At the bottom of the table last-place Toulouse and 19th-place Amiens were relegated while second-division leader Lorient and second-place Lens were promoted.
In Argentina, Boca Juniors were declared champions over Buenos Aires rival River Plate after the season’s final 11 games were canceled.
The Bundesliga, meanwhile, was hopeful of restarting its season May 9 but that date was pushed back when the German government delayed action on approving the league’s request to resume play until later this week. Chancellor Angela Merkel began easing lockdown measures across the country in late April only to be met by concerns over a resurgence of COVID-19 cases, leading some health experts to question the return to soccer.
Complicating matters further was the announcement that two players and a trainer at Cologne have tested positive for coronavirus.
In England the government and Premier League officials are discussing ways to restart the EPL season in June and the play the final 92 games on the schedule, most likely at neutral sites behind locked doors. But after a 3 ½-hour video conference between team representatives Friday, the Guardian reported at least one participant came away feeling the obstacles the league was facing were too great to overcome. Discussions will continue this week; the league is facing as much as $1.25 billion in lost revenue if the season does not resume, according to chief executive Richard Masters.

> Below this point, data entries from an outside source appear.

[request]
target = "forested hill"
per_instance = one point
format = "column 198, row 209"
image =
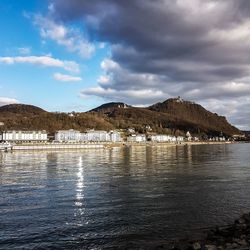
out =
column 173, row 116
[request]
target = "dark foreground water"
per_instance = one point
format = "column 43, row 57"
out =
column 120, row 198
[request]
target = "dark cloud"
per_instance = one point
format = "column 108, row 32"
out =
column 194, row 48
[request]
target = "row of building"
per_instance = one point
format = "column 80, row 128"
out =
column 60, row 136
column 89, row 136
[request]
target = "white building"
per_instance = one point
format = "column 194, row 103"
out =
column 97, row 136
column 180, row 138
column 115, row 136
column 68, row 135
column 24, row 136
column 163, row 138
column 90, row 136
column 137, row 138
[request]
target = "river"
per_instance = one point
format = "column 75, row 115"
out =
column 124, row 197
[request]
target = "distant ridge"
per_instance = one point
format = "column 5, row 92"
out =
column 173, row 116
column 109, row 107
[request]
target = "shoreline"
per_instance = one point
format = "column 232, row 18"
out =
column 102, row 145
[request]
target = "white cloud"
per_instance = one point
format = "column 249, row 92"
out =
column 24, row 50
column 70, row 38
column 7, row 100
column 45, row 61
column 66, row 78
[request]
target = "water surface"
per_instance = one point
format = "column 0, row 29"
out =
column 120, row 197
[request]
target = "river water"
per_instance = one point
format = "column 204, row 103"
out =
column 121, row 197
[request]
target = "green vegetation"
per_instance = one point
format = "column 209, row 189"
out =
column 172, row 116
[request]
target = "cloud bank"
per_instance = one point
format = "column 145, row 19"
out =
column 44, row 61
column 66, row 78
column 7, row 100
column 198, row 49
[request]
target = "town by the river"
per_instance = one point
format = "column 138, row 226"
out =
column 121, row 197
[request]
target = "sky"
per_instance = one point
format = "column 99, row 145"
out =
column 77, row 54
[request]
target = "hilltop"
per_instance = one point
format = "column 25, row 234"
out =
column 109, row 107
column 174, row 116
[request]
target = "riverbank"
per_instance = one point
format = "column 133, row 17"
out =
column 99, row 145
column 234, row 236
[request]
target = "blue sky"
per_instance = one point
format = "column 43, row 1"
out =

In Spain, the government has approved a protocol for sporting activity to resume and teams began testing players for COVID-19 on Tuesday in the hopes of resuming training sessions next week. The league wants to restart the La Liga season in mid-June.
In Italy, Serie A clubs were expected to resume training this week after voting in a conference call to resume the season, perhaps as early as next month, They, too, will need government approval before games can be held.
In Portugal clubs returned to the training fields Monday with the government’s blessing for the first time in nearly two months. The Primeira Liga is scheduled to restart on May 30.
“It’s a league that’s on the up and still rising and I think a lot more players want to come over to America now to play. I’d definitely be interested in it.”
Real Madrid’s Gareth Bale, speaking on The Hat-Trick podcast, on potentially play in the MLS one day.